Taken together, these two ideas explain a great deal of what we still face in enterprise IT. They explain why core systems become legacy even when they remain relevant. They explain why modernization should not be treated as a rare event, but as a permanent capability. They explain why architecture cannot be only an initial design concern. And they explain why maintenance is not a secondary phase of software engineering, but a central part of the economic and technical life of software.

Lehman explicitly argues that change must be planned and controlled, and that the economic evaluation of a system should consider total lifetime costs rather than only its initial development cost.


The other laws matter too Link to heading

Although I consider the first two laws the most immediately educational for practitioners, the remaining laws also add important perspective.

  • Lehman’s third law (fundamental law of program evolution): argues that software evolution follows an underlying dynamics that makes the process statistically regular and, to some extent, self-regulating.
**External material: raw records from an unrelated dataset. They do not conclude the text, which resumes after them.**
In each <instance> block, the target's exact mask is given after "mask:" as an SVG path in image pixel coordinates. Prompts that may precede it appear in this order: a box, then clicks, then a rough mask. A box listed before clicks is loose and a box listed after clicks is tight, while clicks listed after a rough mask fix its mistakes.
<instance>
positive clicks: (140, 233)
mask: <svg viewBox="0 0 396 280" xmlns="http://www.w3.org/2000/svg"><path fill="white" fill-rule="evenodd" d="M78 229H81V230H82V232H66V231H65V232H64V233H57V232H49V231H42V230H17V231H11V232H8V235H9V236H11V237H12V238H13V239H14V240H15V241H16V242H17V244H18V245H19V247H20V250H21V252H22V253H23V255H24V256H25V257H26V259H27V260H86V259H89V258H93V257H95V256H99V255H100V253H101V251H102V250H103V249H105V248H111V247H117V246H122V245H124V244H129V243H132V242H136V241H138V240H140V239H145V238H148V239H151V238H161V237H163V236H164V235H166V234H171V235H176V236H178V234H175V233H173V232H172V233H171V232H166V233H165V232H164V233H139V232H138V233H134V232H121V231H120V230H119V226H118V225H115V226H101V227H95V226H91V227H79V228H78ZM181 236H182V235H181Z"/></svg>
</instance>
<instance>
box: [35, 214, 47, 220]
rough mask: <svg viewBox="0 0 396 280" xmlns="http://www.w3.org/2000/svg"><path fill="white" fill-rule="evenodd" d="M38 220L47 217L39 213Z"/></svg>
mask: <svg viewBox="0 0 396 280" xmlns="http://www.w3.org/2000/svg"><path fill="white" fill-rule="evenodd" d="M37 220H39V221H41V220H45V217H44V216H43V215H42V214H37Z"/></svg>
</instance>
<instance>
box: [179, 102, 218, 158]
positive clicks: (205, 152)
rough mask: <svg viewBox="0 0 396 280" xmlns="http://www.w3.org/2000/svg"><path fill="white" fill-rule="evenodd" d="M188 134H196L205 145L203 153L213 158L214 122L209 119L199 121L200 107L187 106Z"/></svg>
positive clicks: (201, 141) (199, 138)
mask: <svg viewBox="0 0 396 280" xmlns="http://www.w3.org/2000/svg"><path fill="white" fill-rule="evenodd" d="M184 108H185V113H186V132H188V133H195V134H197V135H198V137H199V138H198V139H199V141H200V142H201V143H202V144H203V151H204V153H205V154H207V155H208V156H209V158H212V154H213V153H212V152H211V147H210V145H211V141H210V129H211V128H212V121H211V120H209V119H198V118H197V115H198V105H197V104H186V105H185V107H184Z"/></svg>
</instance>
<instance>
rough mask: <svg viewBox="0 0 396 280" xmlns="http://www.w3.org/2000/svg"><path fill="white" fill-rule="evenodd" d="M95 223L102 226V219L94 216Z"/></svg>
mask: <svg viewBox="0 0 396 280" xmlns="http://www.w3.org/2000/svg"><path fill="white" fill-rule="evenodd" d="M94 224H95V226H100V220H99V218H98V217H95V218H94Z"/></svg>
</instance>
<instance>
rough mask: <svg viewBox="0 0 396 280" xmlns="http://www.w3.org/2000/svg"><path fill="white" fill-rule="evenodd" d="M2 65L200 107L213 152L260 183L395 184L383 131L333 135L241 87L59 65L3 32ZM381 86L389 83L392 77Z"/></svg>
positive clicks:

This matters because it suggests that evolution is not just a sequence of isolated local decisions, but a broader process with observable patterns.
  • The fourth law (conservation of organizational stability): points to an invariant work rate during the active life of a program. In practice, this is a reminder that software evolution is shaped not only by code, but by organizational capacity and limits. More pressure or more people do not automatically produce proportionally more effective change.
  • The fifth law (conservation of familiarity): suggests that the content of successive releases tends to remain statistically constrained. That is another powerful idea for practitioners: systems and organizations can only absorb so much change at a time without destabilizing themselves.

Even when read briefly, these laws reinforce the same broader lesson: software evolution is not arbitrary. It has patterns, constraints, and consequences that should be understood as part of engineering practice.


Why this article still matters Link to heading

What I value most in Lehman’s article is that it educates without oversimplifying. It treats software as a technical, organizational, and economic phenomenon at the same time. And that remains extremely relevant.

While we now talk about cloud, microservices, platform engineering, observability, large-scale refactoring, and AI-assisted development, Lehman still reminds us of something more fundamental: software in real use must evolve, and that evolution carries structural cost. Ignoring either side of that equation leads to poor judgment.

That is why I believe this text deserves to circulate much more widely among IT practitioners. Before debating the next technology trend, it is worth understanding the nature of the problem that accompanies every important long-lived system: the inevitability of change, and the equally inevitable tendency toward growing complexity.

For anyone working with legacy systems, few combinations are as clarifying as that.

Legacy does not happen by accident. And the more seriously we understand that, the better we can modernize with judgment.